You’re sitting beside him now, sadder than maybe anything else he’s ever seen, and he thinks: his chance is here. But somehow, the good things are all out of reach.
So nothing comes. Ordinarily, the words would beat against the trapdoor of his throat, raining fists down on soft tissue in unceasing droves. I love you. You are the one part of me I never lost. I love you. You are everything to me; there’s nothing I’ve ever known more. I love you I love you I love you. He’d crafted all those beautiful words so clearly before. There’s nothing to show for it, now, but he remembers the thoughts and how they’d swarmed him in the unending night.
Matt wishes you could see into him.)
Tentatively, your hand strays. It’s a cautious act – Matt is glassy-eyed in a way you’ve never seen; all you know is to handle it with care. Your pinky curls around his own before the warmth of him greets you, and when his fingers bloom over your palm you close your eyes and try not to think of the deeds they are nestled in. A doctor’s hands, Colleen once jested after you’d accidentally split the tip of your finger on a kitchen knife. Got to be careful with them. Would she still say it if she knew the things you’d done with a bayard lodged in your grip? If she knew how you’d let her only son drift like an hourglass run between your fingers?
“You’re always slipping away from me.” You whisper, voice fed through a mirthless smile.
Matt humours you again, and relief washes through you as the sheen over his gaze starts to thaw before your own. “I disappeared into space one time.”
He knows that’s not what you meant. It’s a strange, liminal place that the two of you find yourselves stranded within — not quite friends, not quite lovers, but soulmates, definitely, maybe. The thought shatters you just a little.
“Hey – look at me.” Calloused hands retreat from your own to fall on your shoulders. Your gaze flickers up, unsteady waves crashing against warm, fractured brown pools – the same, you think. Always the same. You know that ability to hold. “We’re gonna be okay. It’s still us, isn’t it?” The muted little glimmer of hope in his eyes is the heartrending kind. “It’s still us.”
Matt holds you like his pleas perfuse your very being. People seem to do that a lot, these days.
“Yeah.” You force the word past and taste salt in your mouth. “Of course it is.”
I don’t know how not to grieve you.
He has to know it. In the low light, you can see yourself swimming in his eyes, and you can only begin to conceive what stares back at him from your own. A returning prayer. Please see me, it goes. You have been searching for the right words for so very long, and your limbs are growing heavy. Please find a way to love me that I will understand.

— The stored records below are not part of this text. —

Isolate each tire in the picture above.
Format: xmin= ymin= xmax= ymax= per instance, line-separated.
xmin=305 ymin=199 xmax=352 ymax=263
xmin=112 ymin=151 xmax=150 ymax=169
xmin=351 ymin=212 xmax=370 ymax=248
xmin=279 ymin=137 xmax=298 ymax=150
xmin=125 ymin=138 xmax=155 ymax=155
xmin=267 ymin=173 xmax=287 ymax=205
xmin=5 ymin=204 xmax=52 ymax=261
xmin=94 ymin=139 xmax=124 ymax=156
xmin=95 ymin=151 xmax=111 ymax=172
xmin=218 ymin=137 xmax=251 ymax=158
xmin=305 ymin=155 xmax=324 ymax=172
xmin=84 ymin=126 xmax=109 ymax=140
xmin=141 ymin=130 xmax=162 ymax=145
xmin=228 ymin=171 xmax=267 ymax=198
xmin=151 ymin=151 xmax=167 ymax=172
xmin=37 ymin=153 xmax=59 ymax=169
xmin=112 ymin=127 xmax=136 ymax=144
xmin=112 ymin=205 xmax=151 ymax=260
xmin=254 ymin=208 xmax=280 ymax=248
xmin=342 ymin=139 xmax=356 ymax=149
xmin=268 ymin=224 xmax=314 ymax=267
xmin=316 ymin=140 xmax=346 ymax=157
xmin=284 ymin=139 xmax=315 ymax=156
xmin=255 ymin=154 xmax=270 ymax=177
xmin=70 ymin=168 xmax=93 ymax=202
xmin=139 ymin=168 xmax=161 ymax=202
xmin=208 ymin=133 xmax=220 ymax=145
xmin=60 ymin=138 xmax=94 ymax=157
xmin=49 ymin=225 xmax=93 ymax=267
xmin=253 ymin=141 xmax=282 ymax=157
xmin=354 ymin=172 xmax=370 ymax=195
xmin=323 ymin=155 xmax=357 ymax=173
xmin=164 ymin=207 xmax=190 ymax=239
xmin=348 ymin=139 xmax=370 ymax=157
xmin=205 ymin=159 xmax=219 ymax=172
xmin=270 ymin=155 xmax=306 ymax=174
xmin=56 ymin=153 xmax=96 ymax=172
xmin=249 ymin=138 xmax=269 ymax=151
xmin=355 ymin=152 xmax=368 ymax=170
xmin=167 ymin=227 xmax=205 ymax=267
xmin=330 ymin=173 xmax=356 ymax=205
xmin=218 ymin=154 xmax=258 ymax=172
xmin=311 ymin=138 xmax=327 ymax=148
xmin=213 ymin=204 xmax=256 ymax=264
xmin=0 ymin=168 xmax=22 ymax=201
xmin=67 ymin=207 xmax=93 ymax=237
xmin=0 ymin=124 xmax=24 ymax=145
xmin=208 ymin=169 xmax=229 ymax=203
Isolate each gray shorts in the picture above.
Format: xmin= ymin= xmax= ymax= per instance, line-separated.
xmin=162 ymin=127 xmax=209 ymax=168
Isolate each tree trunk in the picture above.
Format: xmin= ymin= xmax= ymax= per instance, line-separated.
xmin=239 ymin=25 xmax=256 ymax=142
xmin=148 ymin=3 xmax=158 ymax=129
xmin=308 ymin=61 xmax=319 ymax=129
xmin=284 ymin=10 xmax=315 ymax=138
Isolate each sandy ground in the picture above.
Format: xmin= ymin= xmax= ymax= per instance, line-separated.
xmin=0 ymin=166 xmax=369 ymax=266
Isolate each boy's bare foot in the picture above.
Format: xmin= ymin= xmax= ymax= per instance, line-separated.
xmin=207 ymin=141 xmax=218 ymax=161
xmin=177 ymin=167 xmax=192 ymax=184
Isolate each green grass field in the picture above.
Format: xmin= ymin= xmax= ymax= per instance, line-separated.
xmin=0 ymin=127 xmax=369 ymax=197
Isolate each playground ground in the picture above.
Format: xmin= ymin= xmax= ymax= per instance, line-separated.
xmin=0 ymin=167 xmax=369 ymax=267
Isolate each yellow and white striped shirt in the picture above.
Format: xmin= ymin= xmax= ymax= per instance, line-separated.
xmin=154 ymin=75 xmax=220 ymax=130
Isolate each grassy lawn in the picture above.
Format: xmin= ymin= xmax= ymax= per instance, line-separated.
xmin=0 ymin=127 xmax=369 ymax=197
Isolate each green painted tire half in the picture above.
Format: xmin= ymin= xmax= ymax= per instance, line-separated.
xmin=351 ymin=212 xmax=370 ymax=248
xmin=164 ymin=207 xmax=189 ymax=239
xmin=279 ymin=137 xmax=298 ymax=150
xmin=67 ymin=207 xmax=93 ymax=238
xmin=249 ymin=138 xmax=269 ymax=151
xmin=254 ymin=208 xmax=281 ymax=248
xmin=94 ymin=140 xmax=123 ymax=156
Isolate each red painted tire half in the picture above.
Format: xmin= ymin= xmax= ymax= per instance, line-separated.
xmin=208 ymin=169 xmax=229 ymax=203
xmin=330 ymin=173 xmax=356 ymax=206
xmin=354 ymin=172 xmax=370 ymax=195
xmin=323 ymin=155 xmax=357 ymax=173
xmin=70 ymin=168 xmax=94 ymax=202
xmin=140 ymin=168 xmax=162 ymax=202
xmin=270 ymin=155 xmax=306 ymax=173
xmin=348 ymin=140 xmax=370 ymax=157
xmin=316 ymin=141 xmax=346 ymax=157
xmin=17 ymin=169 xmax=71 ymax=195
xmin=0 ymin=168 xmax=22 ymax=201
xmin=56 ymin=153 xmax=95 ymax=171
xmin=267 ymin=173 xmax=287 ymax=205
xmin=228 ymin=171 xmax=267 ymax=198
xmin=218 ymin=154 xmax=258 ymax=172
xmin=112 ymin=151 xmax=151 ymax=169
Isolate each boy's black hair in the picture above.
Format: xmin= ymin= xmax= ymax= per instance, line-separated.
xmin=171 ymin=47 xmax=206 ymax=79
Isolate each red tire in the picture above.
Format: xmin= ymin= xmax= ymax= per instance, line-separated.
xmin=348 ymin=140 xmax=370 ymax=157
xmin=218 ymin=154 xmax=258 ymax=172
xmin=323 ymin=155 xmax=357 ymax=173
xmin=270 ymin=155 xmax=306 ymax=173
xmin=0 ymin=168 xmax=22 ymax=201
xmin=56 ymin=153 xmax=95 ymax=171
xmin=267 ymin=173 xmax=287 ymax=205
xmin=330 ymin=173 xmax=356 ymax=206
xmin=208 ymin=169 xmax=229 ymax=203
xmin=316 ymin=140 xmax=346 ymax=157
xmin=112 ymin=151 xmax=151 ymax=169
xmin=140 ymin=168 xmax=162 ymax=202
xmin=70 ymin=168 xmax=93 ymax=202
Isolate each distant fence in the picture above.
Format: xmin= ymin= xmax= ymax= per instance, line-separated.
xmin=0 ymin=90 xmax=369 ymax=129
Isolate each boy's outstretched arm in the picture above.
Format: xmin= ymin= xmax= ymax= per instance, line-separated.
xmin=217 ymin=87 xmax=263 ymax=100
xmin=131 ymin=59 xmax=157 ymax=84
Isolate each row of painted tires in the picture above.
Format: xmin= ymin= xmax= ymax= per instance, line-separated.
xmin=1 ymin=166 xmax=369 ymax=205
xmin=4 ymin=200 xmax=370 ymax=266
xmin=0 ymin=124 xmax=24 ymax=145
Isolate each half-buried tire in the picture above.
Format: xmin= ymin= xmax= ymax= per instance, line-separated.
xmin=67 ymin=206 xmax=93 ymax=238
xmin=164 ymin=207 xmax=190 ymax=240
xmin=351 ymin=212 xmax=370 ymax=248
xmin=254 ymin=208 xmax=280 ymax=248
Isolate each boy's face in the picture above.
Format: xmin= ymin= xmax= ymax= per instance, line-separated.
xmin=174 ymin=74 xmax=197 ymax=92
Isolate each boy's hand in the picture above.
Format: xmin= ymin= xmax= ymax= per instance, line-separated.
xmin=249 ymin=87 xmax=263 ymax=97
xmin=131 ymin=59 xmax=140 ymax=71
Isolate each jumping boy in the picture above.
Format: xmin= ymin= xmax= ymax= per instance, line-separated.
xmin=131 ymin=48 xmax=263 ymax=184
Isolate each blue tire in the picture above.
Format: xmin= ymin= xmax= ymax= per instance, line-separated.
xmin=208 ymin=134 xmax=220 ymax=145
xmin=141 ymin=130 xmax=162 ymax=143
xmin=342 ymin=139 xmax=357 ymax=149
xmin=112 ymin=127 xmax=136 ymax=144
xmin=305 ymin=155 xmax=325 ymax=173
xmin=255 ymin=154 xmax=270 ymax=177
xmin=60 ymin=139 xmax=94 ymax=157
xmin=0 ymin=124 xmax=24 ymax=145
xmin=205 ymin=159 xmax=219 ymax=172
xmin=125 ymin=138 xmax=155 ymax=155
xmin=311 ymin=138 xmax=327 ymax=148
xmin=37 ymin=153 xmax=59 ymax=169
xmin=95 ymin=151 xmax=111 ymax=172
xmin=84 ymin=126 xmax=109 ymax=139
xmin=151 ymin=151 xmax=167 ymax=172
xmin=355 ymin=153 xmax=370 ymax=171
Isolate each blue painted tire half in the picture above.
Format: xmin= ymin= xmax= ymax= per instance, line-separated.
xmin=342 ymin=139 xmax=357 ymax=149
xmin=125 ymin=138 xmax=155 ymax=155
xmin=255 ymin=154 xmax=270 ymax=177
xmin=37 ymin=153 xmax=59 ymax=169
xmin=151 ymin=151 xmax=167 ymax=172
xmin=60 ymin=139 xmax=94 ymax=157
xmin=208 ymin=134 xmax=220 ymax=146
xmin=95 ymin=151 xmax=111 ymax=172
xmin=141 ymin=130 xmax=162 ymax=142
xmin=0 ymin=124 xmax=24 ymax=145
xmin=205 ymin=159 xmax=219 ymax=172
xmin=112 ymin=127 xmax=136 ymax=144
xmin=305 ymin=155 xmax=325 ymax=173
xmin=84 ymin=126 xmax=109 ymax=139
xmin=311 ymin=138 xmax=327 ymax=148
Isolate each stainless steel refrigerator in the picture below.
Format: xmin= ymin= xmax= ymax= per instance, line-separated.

(Is there even such a thing?)
Steady arms engulf you.
“We’ll be alright.” Matt murmurs into your skin, and you think that it is more for himself than it is for you. “I’ll make sure of it.”
I’m never letting you go. Not again.
You can only hope.
end
notes: thank you so much for pulling through to the end! i will be honest, i don’t know how i feel about this one but my love for that boy transcends my lack of ability. matt holt you will always be famous
사랑하는 것은 아무것도 아니다. 사랑받는 것은 꽤 대단하다. 하지만 사랑하고 사랑받는 것이 전부이다.